I backed up and leaned on the doorframe. “If you’re fine, you’ll have no trouble getting those boots off.”

“Fuck you.”

There was no malice in Rae’s tone, but he didn’t move either. Had I made my point? Who the hell knew? But our umpteenth stare down was getting us nowhere.

I ventured back into the room and pointed at the bed. “Sit.”

Rae sat, and I crouched in front of him, unlacing the kind of combat boots that gave me nightmares. They were pretty clean, given where he’d come from, but up close all I could smell was mud and fear. Only Rae’s pained gasp as I eased them off his feet kept me in the present.

“Sorry.” I finished with one and moved onto the second. “Are you sure you haven’t broken your ribs?”

“Sure as I can be,” Rae ground out. “But I can handle that shit anyway. I—” He stopped and shook his head. “Never mind.”

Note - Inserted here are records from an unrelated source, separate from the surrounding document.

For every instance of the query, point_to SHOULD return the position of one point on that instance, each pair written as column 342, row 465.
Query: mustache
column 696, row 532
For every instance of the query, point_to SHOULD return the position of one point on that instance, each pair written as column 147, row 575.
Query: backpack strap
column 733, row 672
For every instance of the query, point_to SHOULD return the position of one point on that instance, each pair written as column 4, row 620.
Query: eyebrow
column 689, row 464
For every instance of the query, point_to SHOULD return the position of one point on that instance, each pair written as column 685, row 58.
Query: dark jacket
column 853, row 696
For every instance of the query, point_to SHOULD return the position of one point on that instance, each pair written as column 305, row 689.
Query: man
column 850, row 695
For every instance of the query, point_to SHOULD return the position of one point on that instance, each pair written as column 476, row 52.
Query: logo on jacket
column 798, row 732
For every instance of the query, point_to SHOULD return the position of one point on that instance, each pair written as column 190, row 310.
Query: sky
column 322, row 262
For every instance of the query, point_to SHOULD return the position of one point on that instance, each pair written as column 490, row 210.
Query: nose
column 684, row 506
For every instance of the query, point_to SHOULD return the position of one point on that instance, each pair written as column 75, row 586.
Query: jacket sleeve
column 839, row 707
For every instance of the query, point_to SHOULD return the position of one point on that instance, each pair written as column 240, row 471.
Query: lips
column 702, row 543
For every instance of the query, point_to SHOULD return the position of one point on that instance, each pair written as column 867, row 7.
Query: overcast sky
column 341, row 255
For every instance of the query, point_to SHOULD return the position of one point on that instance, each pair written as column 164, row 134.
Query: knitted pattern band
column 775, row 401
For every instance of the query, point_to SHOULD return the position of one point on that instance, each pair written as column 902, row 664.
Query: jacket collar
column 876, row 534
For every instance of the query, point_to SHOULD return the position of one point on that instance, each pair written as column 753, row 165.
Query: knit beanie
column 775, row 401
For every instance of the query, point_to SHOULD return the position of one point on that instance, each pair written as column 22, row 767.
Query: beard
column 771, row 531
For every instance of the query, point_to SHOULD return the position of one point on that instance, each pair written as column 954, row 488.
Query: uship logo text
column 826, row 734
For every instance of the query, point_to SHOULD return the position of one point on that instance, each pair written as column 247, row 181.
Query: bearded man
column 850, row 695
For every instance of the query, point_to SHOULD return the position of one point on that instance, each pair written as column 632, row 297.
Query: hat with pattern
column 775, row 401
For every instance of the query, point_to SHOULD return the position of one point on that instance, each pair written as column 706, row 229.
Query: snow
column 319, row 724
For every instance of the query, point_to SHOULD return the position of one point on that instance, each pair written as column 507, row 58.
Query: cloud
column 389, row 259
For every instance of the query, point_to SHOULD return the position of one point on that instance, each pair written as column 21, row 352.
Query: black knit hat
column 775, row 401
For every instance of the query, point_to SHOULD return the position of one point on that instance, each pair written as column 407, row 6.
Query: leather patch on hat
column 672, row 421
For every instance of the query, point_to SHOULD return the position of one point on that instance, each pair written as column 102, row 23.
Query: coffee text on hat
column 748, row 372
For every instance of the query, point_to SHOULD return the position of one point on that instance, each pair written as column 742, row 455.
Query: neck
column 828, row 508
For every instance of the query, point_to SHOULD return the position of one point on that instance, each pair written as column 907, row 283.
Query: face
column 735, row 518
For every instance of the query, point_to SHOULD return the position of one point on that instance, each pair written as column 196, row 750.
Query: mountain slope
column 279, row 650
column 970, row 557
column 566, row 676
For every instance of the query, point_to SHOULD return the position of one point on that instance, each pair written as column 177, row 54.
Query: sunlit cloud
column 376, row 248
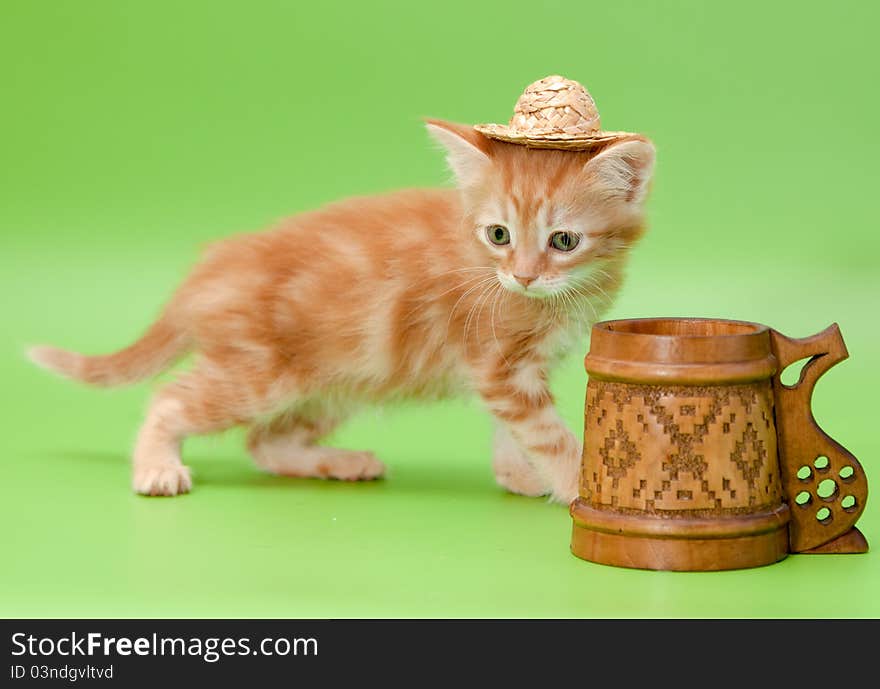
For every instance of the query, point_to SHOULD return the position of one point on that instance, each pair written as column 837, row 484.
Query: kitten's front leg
column 523, row 404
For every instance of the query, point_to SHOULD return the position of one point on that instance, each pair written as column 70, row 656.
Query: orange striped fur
column 400, row 296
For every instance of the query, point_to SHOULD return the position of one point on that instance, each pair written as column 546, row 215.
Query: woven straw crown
column 553, row 112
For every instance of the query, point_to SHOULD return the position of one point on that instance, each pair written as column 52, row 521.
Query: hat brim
column 561, row 141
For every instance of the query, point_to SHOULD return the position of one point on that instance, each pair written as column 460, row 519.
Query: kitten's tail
column 160, row 346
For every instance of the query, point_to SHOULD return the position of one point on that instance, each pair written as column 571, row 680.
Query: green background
column 132, row 133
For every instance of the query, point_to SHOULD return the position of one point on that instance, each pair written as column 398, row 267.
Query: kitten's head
column 548, row 220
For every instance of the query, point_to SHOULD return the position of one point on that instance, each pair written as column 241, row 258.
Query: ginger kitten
column 416, row 294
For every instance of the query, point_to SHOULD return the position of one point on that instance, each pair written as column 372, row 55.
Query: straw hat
column 553, row 112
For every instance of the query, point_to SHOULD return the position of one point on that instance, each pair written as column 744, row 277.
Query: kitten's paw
column 161, row 479
column 350, row 466
column 567, row 489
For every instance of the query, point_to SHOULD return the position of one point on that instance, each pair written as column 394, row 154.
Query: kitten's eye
column 498, row 234
column 564, row 241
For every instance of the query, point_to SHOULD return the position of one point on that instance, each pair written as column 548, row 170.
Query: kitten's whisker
column 498, row 292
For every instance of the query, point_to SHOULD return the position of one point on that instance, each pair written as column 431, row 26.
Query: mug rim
column 748, row 327
column 628, row 350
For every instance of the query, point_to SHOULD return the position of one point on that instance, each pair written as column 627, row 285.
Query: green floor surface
column 131, row 133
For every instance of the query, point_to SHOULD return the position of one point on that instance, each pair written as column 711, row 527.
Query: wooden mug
column 698, row 457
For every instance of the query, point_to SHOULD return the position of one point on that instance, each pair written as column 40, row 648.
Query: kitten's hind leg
column 286, row 446
column 201, row 401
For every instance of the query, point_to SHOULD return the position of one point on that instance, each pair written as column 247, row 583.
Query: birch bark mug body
column 697, row 456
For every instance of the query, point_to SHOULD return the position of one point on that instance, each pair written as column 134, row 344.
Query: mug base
column 679, row 544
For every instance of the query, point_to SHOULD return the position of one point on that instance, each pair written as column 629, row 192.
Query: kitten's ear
column 623, row 170
column 467, row 151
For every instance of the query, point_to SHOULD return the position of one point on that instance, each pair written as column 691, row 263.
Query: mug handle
column 811, row 462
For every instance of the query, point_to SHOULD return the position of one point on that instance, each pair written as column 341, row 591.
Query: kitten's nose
column 525, row 280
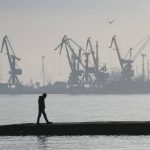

I manoeuvred the remaining boot from his right foot, trying to ignore the buzz in my hand as I wrapped my fingers around Rae’s ankle, and mourning the loss of it when it was time to stand up. “Listen, I’m not going to drag you anywhere you don’t want to go, but I can probably persuade a friend of mine to come here and take a look at you? It can’t do any harm.”

“You reckon? Last person came on our camp to do us a favour turned out to be Daily Mail scum.”

My heart flinched. “Yeah, well. You know that’s not me. Just think about it, yeah? And get some sleep.” I started to back out of the room, but Rae caught me in another inscrutable stare. “What?”

He shook his head. “I don’t know. Thanks, I guess. It’s weird as fuck to be in your house again, but I appreciate it.”

I tried for a smile. “You’re welcome.”